Lo imperioso de volcarse (la sangre en el papel de Marguerite Duras), lo
violentamente disfuncional de la confesión solitaria y por completo inútil. Y
de allí, la maravillosa imperfección de ese propio gesto vano, de la
necesidad solventada en el deseo indefectible de plasmar lo que tal vez no
sea visto o leído jamás. Pero es justo esa misma acción la que se torna, en
ese punto definitivo, en algo definitorio. ¿Quién es el destinatario de un
diario íntimo cuando deja de ser uno mismo? Si es escrito o filmado para
que sea haga público el gesto de la confesión inútil se tergiversa, se anula.

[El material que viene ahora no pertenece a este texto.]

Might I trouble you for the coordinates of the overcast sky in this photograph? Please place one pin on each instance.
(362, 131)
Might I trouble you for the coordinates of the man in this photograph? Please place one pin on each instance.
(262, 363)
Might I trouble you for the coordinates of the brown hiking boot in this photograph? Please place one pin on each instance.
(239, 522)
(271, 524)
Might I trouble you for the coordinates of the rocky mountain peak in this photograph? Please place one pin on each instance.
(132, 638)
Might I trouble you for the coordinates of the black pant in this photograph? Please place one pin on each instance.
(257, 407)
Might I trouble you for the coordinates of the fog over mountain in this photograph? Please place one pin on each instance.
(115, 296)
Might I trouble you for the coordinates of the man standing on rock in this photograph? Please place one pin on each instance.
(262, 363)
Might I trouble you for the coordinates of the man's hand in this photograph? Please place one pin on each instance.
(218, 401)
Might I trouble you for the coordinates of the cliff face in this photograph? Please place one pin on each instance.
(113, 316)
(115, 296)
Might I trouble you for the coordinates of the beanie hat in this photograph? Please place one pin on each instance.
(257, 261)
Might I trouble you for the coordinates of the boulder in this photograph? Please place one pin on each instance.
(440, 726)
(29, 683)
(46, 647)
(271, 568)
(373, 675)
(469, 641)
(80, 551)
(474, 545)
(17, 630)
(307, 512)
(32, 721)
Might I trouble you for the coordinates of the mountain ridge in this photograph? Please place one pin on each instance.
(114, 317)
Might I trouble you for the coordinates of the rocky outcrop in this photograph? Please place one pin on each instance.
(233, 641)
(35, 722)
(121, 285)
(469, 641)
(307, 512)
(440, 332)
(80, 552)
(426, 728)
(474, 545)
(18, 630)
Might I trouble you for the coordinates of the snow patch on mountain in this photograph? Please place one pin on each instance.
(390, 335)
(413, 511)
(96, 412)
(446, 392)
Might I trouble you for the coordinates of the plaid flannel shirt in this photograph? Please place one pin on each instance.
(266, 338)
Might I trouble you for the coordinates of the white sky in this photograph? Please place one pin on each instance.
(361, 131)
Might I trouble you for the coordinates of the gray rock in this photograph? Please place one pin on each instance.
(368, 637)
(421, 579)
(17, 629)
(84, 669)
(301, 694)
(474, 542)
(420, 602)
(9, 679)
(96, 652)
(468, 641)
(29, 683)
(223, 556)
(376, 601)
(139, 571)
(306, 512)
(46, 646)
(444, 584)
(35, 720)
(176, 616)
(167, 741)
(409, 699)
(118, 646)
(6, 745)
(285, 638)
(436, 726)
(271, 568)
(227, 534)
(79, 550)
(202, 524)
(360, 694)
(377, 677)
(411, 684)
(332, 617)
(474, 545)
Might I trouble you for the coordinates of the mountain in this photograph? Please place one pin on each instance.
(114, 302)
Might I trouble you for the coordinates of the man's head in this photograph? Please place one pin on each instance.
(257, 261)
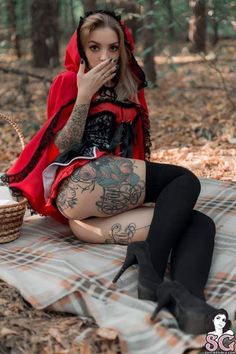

El diario, allí, sea plasmado en el soporte que sea, transmuta en la más
pura ficción (o en esa realidad incomprobable del documento exhibido). Si
el otro es el destinatario, la inutilidad primigenia se torna puesta en escena
de uno mismo frente a los demás, una pura construcción regida por otras
cosas que no son, ya, la más inútil necesidad urgente de contarse uno
mismo. Y allí, tal vez, otra de las riquezas: la imperfección de esa urgencia
atravesada ya por los requerimientos de la (auto) puesta en escena. La
liberadora indeterminación del gesto.
“Diarios de Pamplona”, de Gonzalo Egurza, discurre sobre esa línea por
demás de imprecisa. ¿Qué vemos? ¿Qué nos cuenta? ¿Qué hay de
comprobable en eso? Y sobre todo cuando el diario íntimo es puesto en
escena por un ‘otro’ que los revisa, que los recorre asumiendo su papel en
la elaboración de una historia personal ya convertida en extranjera.
¿Familia? ¿Pasado? ¿Memoria? De algún modo, ya no importa, todo, en el
cine y el video, pertenece al terreno de la ficción, aunque esta se encuentre
disfrazada de otra cosa. Como un diario personal.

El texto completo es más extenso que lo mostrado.